(The views expressed are my own and do not reflect an official position of the parish or its members.)
Once again, we are faced with the presence of evil and the horror of violence in the mass murder at the Pulse nightclub in Orlando, Fla. Once again, my heart is breaking for this unfathomable pain and loss. The ugly spectres of race, homophobia (of both secular and religiously condoned variations), Islamophobia, anti-immigrant baiting and more are all present in this event and its aftermath-a hydra-headed monster staring us in the face. Prejudice against and fear of those who do not fit the neat box of male/female gender and heterosexuality, cut across religious, cultural and ethnic lines, and are supported by a dominant understanding of narrowly defined masculinity and justified by “tradition.”
In the setting of North America, the church’s position has profoundly shaped the norms and mores of the societies in which we live, even in this increasingly secular age. The Christian faith (in which I serve as a priest in the Anglican denomination) has historically named homosexuality as a sin and an abomination. Some parts of the church still do. More recently, the church has tried to be more pastoral by affirming that sexual orientations other than heterosexual are not in and of themselves sinful, but acting on them is. And it has also proclaimed that we “hate the sin, not the sinner.”
For many Christians, these distinctions seem inadequate and wrong-headed. Lively conversations are reframing Christian theologies of sexuality and marriage. Hence many Christians have come to a full acceptance of all sorts of sexual orientations and gender identities. They base their beliefs on sound theological reasoning in conversation with Scripture and tradition as well as insights from psychology, biology and sociology. These Christians reject outright any dogma or doctrine that defines non-traditional expressions of sexuality as sinful. There are many who still hold to the traditional teachings of the church. An honest and sincere debate continues within the church by a great variety of people who take their faith very seriously.

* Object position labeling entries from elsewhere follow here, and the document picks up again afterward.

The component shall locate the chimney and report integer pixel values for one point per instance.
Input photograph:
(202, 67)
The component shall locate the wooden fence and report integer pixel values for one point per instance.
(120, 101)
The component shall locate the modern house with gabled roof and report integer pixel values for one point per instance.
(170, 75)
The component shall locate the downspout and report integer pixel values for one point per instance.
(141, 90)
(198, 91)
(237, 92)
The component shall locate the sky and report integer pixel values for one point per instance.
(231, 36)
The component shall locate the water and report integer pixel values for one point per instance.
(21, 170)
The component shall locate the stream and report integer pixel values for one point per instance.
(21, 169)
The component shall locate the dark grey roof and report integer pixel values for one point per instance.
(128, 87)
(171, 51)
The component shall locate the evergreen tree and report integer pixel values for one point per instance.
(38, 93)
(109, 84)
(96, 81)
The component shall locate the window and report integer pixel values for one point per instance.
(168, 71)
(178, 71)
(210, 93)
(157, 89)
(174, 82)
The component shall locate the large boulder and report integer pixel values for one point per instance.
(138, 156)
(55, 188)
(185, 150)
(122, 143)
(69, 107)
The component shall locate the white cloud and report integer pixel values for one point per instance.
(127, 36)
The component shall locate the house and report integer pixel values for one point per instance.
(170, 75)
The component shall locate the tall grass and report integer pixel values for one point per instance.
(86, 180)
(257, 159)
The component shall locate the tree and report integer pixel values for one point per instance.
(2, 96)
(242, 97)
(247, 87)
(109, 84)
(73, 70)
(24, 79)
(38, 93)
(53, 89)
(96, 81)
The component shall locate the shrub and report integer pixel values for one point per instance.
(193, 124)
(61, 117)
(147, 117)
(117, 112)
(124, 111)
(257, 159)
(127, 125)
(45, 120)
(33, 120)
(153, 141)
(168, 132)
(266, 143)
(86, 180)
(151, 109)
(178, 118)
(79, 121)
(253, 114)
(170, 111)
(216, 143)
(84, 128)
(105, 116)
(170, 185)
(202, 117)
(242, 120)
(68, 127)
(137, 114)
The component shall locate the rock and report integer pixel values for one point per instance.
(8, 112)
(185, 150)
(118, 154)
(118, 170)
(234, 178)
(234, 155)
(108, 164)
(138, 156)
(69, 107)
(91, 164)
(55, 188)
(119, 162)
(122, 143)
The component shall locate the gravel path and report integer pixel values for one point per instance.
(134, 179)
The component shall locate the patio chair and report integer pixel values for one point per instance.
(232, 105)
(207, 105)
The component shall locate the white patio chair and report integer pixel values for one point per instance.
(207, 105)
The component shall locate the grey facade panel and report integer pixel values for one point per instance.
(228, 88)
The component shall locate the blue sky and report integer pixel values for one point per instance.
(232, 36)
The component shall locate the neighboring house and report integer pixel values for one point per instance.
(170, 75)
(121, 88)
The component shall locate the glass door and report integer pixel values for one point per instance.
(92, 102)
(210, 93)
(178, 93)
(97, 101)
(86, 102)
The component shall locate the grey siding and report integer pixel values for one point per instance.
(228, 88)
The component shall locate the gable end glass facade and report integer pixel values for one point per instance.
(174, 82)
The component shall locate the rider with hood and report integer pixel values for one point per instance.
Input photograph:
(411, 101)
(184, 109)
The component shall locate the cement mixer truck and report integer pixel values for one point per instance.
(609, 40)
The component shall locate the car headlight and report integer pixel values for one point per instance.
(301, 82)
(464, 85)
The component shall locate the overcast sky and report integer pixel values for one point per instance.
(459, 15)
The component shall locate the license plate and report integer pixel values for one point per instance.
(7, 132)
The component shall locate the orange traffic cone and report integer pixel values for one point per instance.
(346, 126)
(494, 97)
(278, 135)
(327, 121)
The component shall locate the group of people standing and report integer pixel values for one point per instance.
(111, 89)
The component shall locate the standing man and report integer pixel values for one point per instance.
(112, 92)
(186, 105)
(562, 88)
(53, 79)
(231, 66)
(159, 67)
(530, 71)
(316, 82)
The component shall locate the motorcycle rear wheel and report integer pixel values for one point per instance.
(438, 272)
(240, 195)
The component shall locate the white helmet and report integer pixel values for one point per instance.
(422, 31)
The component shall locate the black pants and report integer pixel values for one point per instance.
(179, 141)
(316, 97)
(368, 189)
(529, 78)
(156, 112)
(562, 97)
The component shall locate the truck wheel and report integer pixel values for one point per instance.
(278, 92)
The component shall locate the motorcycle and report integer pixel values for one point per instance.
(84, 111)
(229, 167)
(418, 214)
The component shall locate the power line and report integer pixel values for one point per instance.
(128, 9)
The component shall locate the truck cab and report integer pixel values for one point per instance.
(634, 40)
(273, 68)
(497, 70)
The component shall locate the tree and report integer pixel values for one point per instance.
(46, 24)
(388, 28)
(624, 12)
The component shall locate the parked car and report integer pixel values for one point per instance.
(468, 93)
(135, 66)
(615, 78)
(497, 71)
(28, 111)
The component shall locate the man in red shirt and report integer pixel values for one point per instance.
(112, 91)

However, the events in Orlando must be a moment of reckoning for our common assumptions and many established doctrines. Such distinctions, no matter how finely parsed or subtly nuanced, which claim that to be a certain way by virtue of how one is born is not a sin, but to express and live out of that way of being is sinful, simply do not bear up under serious examination. They do not logically and rationally hold together.
While individuals may hold varying views, and I will respect their freedom of conscience to do so, the church, as an institution of power and influence, bears a different level of responsibility. Any religious teaching that denigrates a person, their personhood or the expression of their personhood as inherently sinful provides a divinely sanctioned rationale for intolerance and hate. Moreover, they create the very thing they claim to be overcoming: creating a hierarchy, a two-tiered humanity, of “those” kind of people vs. “these” kind of people. “Those” people are still understood as different, suspect and less in the image of God than “these” people. They feed the stream of contempt and disdain, fear and judgment, in which some people are identified as a priori better or more in the image of God than others. We have seen the consequences of this in other areas (i.e., anti-Semitism, racism, colonialism and so on-all areas in which the church has taught theologies of support). They inform who is seen as acceptable to target and victimize. When was the last time we had a report of a “straight bashing”? When did men have to draw attention to being groped or catcalled on a regular basis on public transit? And as such, they contribute to the cultural context that still is abusive to and discriminatory of GLBTQ2S (Gay, Lesbian, Bisexual, Transgender, Queer, Two-Spirited) persons. The events of Orlando require that such teachings no longer find any sanction in the church.
Beyond this repudiation, there must be more proactive movement. The church is invited to reorient itself in its views about the nature, purpose, scope and promise of our sexuality, gender and intimate relationships. It is called to widen its lens and celebrate the integrity and love embodied in the intimate and committed relationships between adults. It is a conversation about how we live holy and loving lives as sexed persons with a variety of sexual inclinations and gender identities. It is a rethinking of what “sin” means in a sexual context. Sexual sin happens when power is misused. It happens in acts that violate or objectify another. It happens when trust and commitments are betrayed. The church’s voice can, from this place, offer something life-giving and valuable.
God pushes the church as a body and each of its members to constantly expand and refine our understanding of love and how we embody it. This is such a moment. We are called, as best we can, to come down on the side of respecting the dignity of every human being and love. Every single time.
Natasha Brubaker Garrison is rector of St. Martin’s Anglican Church, Calgary.